PERBANDINGAN BUKU TEKS BAHASA INDONESIA TERBITAN ERLANGGA UNTUK SISWA SMP KELAS VII KURIKULUM 2006 DALAM MENJABARKAN SK DAN KD DENGAN BUKU TEKS MAHIR BERBAHASA INDONESIA TERBITAN ERLANGGA UNTUK SISWA SMP KELAS VII KURIKULUM 2013 DALAM MENJABARKAN KI DAN KD DILIHAT DARI PROPORSI ILMU KETERAMPILAN BERBAHASA, ILMU KEBAHASAAN, DAN ILMU KESASTRAAN Sugiantomas, Aan; Jaelani, Asep Jejen; Ramadhan, Ridha
FON : Jurnal Pendidikan Bahasa dan Sastra Indonesia Vol 9, No 2 (2016): JURNAL FON
Publisher : Universitas Kuningan

Show Abstract | Download Original | Original Source | Check in Google Scholar

Abstract

Judul penelitian ini adalah Perbandingan Buku Teks Bahasa Indonesia Terbitan Erlangga untuk Siswa SMP Kelas VII Kurikulum 2006 Dalam Menjabarkan SK dan KD dengan Buku Teks Mahir Berbahasa Indonesia Terbitan Erlangga untuk Siswa SMP Kelas VII Kurikulum 2013 dalam Menjabarkan KI Dan KD dilihat dari Proporsi Ilmu Keterampilan Berbahasa, Ilmu Kebahasaan, Dan Ilmu Kesastraan. Rumusan masalah: (1) Bagaimana buku teks Bahasa Indonesia Erlangga SMP kelas VII kurikulum 2006 dalam menjabarkan SK dan KD; (2) Bagaimana buku teks Mahir Bahasa Indonesia Erlangga siswa SMP kelas VII kurikulum 2006 dalam menjabarkan SK dan KD dilihat dari proporsi ilmu keterampilan berbahasa, ilmu kebahasaan, dan ilmu kesastraan; (3) Bagaimana perbandingan buku teks Bahasa Indonesia Erlangga SMP kelas VII kurikulum 2006 dalam menjabarkan SK dan KD dengan buku teks Mahir Bahasa Indonesia Erlangga SMP kelas VII kurikulum 2013 dalam menjabarkan KI dan KD; (4) Bagaimana perbandingan buku teks Bahasa Indonesia Erlangga SMP kelas VII kurikulum 2006 dalam menjabarkan SK dan KD dengan buku teks Mahir Bahasa Indonesia Erlangga SMP kelas VII kurikulum 2013 dalam menjabarkan KI dan KD dilihat dari proporsi ilmu keterampilan berbahasa, ilmu kebahasaan, dan ilmu kesastraan. Tujuan: ingin mengetahui kelengkapan dan perbandingan buku teks Bahasa Indonesia Erlangga SMP kelas VII kurikulum 2006 dengan buku teks Mahir Bahasa Indonesia Erlangga SMP kelas VII kurikulum 2013. Metode: deskriftif kualitatif.

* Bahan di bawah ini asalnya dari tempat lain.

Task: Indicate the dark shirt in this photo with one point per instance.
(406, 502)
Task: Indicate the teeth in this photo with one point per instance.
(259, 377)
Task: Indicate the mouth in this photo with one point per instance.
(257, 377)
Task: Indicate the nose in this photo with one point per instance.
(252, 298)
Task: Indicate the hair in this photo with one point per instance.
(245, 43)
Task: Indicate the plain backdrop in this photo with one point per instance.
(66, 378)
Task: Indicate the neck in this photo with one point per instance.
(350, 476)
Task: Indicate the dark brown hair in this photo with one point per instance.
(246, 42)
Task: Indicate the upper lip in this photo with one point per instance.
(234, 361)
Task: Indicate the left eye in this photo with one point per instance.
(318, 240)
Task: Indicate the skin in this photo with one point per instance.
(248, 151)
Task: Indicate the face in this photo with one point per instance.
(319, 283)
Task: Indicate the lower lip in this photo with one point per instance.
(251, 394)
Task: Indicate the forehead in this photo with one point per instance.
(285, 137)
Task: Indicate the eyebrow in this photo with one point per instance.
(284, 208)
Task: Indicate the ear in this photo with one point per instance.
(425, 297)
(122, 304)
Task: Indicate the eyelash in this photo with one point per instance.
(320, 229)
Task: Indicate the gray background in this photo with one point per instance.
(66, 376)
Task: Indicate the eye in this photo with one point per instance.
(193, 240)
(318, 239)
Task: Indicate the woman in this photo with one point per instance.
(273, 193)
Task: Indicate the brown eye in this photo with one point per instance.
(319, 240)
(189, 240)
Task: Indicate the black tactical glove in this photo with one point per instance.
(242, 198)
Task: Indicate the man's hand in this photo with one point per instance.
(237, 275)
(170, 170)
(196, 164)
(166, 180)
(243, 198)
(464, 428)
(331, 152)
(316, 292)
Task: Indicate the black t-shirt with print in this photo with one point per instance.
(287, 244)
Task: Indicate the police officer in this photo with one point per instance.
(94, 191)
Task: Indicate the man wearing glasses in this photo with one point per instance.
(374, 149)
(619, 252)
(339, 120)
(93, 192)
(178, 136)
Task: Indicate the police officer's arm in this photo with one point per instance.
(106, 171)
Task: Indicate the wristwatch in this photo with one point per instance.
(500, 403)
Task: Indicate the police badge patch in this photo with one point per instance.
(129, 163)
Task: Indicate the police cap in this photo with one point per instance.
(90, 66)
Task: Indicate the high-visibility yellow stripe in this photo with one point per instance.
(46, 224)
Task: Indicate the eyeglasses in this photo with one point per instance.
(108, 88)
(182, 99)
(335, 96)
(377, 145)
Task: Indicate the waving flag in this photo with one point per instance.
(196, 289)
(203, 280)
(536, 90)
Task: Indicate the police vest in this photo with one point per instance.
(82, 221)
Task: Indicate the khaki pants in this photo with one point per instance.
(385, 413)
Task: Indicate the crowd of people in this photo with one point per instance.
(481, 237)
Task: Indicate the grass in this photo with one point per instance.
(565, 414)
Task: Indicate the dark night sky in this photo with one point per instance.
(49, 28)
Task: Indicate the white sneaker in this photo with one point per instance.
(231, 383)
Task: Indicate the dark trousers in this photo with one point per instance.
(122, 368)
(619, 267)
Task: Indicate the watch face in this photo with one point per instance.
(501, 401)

Simpulan: perbandingan perbandingan buku teks Bahasa Indonesia Erlangga SMP kelas VII kurikulum 2006 dalam menjabarkan SK dan KD dengan buku teks Mahir Bahasa Indonesia Erlangga SMP kelas VII kurikulum 2013 sebagai berikut: keilmuan Berbicara, Sintaksis3 (kalimat), dan Puisi mendominasi penjabaran buku teks Bahasa Indonesia Erlangga SMP kelas VII kurikulum 2006. Sementara keilmuan Membaca, Sintaksis3 (kalimat), dan Cerpen mendominasi penjabaran buku teks Mahir Bahasa Indonesia Erlangga SMP kelas VII kurikulum 2013.Kata kunci: perbandingan, buku teks bahasa Indonesia kelas VII SMP, kurikulum 2006, kurikulum 2013, ilmu keterampilan berbahasa, ilmu kebahasaan, dan ilmu kesastraan.